Er was een tijd dat ik met prangende vragen nog naar de bibliotheek moest om antwoorden te vinden. Dat ik een ingevulde acceptgiro naar de brievenbus bracht om een rekening te betalen. Dat ik uiterst zorgvuldig mijn kodakmomenten koos en soms wel weken moest wachten voor ik de foto’s onder ogen kreeg. Er was een tijd dat ik een brief stuurde en er dagen later pas een terugkreeg met antwoord op de vraag hoe het mijn nichtje in de grote stad verging. 

Ik had toen niet kunnen bedenken dat ik op een dag mijn sociale contacten en financiën met een paar duimvegen vanuit mijn luie stoel zou managen. Dat ik bij geen enkele vraag van mijn kleuter met een mond vol tanden zou staan dankzij het wereldwijde web. En dat er van de honderd digitale foto’s altijd wel eentje perfect zou zijn. De technologische ontwikkelingen gaan razendsnel. Zo snel dat drie van de grote ontwikkelaars van kunstmatige intelligentie (AI) onlangs waarschuwden voor de mogelijk catastrofale gevolgen van hun eigen product.

In dat licht is het haast lachwekkend te bedenken dat er ooit mensen leefden die dachten dat de aarde plat was en wandelen op de maan onmogelijk. Dat je maatschappelijke problemen oplost door vrouwen als heks te verbranden. Het lachen vergaat je echter snel genoeg wanneer je je realiseert dat toekomstige generaties op een dag zullen gniffelen om de mogelijk bekrompen overtuigingen die wij vandaag de dag bezitten. Deze gedachte maakt dat ik mij als mens een huidschilfer voel die onopgemerkt richting de grond dwarrelt. Nog even en ik word met het overige stof opgeveegd en achteloos in de GFT-bak gekieperd.

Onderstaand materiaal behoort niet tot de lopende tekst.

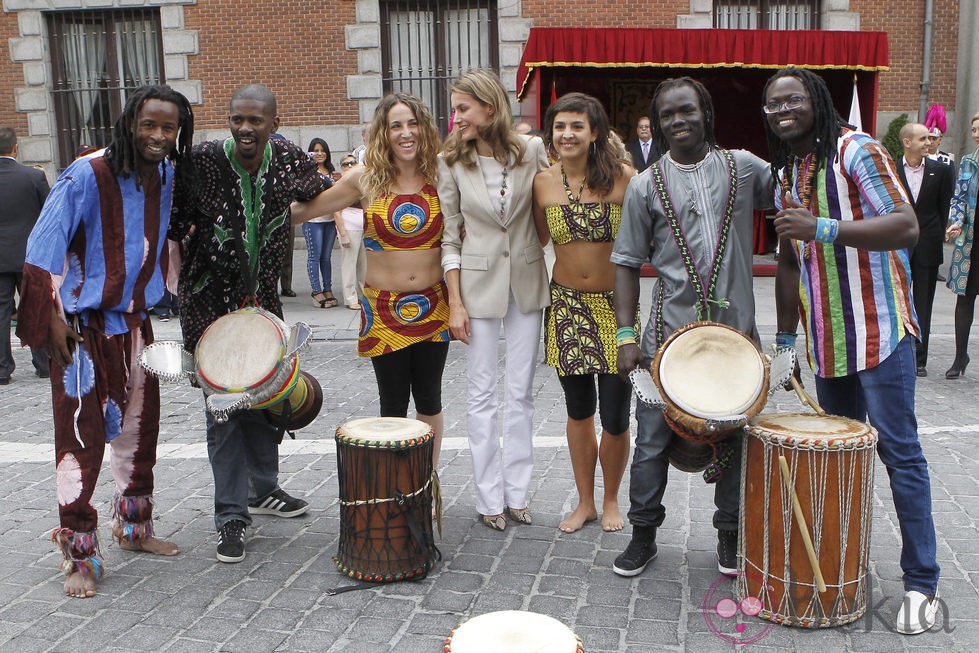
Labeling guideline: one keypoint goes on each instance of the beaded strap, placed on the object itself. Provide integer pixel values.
(704, 295)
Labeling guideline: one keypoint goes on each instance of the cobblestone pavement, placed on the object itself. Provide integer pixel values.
(278, 599)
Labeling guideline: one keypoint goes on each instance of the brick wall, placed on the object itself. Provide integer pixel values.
(296, 48)
(11, 77)
(596, 13)
(904, 24)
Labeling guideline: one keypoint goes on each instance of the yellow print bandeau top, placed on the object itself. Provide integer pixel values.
(404, 222)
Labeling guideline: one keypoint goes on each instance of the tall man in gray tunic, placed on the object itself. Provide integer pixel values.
(694, 212)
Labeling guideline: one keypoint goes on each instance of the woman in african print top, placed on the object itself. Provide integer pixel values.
(578, 205)
(404, 313)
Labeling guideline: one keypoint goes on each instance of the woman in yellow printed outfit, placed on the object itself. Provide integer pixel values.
(404, 313)
(578, 205)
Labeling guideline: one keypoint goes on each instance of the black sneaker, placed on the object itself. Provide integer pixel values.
(231, 541)
(727, 552)
(639, 553)
(279, 504)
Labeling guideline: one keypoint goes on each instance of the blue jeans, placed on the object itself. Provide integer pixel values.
(650, 467)
(244, 454)
(886, 394)
(320, 238)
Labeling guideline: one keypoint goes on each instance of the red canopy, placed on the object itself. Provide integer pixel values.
(699, 48)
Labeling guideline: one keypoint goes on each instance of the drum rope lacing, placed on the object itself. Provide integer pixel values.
(841, 611)
(704, 295)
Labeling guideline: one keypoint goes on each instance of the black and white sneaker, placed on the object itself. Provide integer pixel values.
(231, 541)
(639, 553)
(279, 504)
(727, 552)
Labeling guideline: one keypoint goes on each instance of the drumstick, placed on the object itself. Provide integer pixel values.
(804, 396)
(803, 528)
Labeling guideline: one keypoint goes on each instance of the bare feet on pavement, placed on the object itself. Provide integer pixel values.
(581, 516)
(79, 587)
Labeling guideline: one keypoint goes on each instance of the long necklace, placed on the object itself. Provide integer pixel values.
(567, 188)
(503, 189)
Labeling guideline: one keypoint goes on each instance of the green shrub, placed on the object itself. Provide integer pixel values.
(891, 140)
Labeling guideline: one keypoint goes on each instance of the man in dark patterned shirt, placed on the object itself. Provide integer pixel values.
(234, 229)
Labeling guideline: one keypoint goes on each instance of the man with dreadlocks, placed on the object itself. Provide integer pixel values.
(234, 226)
(691, 215)
(94, 265)
(845, 226)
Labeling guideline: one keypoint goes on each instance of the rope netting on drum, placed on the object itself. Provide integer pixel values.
(835, 489)
(386, 510)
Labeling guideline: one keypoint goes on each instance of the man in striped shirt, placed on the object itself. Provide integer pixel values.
(846, 218)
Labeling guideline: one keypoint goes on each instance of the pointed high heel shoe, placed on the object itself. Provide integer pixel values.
(957, 369)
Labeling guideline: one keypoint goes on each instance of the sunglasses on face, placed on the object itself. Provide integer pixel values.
(793, 102)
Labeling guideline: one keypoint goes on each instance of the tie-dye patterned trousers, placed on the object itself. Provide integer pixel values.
(119, 404)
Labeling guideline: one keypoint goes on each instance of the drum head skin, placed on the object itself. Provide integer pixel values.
(239, 351)
(809, 430)
(383, 430)
(712, 371)
(513, 631)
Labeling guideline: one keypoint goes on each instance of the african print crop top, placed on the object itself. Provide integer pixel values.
(594, 222)
(407, 221)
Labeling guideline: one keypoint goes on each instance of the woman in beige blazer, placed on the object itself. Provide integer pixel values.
(495, 274)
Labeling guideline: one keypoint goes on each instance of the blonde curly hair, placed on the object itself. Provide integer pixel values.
(380, 169)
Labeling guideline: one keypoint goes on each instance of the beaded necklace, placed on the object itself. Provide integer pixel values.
(808, 166)
(567, 188)
(503, 189)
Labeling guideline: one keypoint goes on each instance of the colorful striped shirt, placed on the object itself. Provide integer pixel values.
(855, 304)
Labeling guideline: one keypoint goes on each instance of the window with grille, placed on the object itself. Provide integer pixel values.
(766, 14)
(427, 44)
(97, 58)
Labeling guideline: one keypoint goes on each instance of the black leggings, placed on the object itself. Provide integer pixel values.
(415, 371)
(614, 399)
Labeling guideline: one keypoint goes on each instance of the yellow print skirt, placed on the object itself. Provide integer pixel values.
(579, 331)
(390, 321)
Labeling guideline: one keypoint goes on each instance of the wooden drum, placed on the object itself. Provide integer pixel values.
(829, 471)
(387, 487)
(513, 631)
(709, 372)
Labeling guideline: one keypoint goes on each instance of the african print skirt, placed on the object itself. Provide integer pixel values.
(390, 321)
(579, 331)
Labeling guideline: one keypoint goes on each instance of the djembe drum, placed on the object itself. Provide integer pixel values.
(513, 631)
(387, 488)
(806, 504)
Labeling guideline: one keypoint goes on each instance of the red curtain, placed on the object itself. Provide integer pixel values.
(700, 48)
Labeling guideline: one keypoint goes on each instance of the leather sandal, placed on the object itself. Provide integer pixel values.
(521, 515)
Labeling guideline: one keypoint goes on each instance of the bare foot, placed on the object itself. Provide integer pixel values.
(79, 587)
(581, 516)
(611, 517)
(153, 545)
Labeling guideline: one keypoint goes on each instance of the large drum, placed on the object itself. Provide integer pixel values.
(387, 488)
(709, 374)
(513, 631)
(828, 473)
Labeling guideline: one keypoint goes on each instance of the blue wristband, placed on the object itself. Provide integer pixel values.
(785, 339)
(826, 230)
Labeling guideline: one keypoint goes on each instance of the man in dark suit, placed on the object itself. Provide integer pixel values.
(22, 193)
(642, 150)
(929, 184)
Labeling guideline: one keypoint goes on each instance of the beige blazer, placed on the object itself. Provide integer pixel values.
(498, 256)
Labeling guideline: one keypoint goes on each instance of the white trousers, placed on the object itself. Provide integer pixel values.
(353, 267)
(502, 472)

We vinden onszelf al snel heel belangrijk. We blaten graag op sociale media en in talkshows. Ja we zijn zelfs zo slim dat we elkaar waarschuwen voor de gevaren die we zelf in de hand werken, maar gek genoeg niet weten te stoppen. Hoog tijd om de gekte op mijn telefoonscherm weer te verruilen voor mijn moestuin aan de Linge. En met mijn handen in de vette hompen klei denk ik nog eens aan de wijze woorden van de Britse dichter David Whyte: ‘Ongeacht het hoogmoedige belang dat we aan onze eigen werkzaamheden hechten, zijn we allemaal niets dan compost voor werelden die we ons nog niet eens kunnen voorstellen.’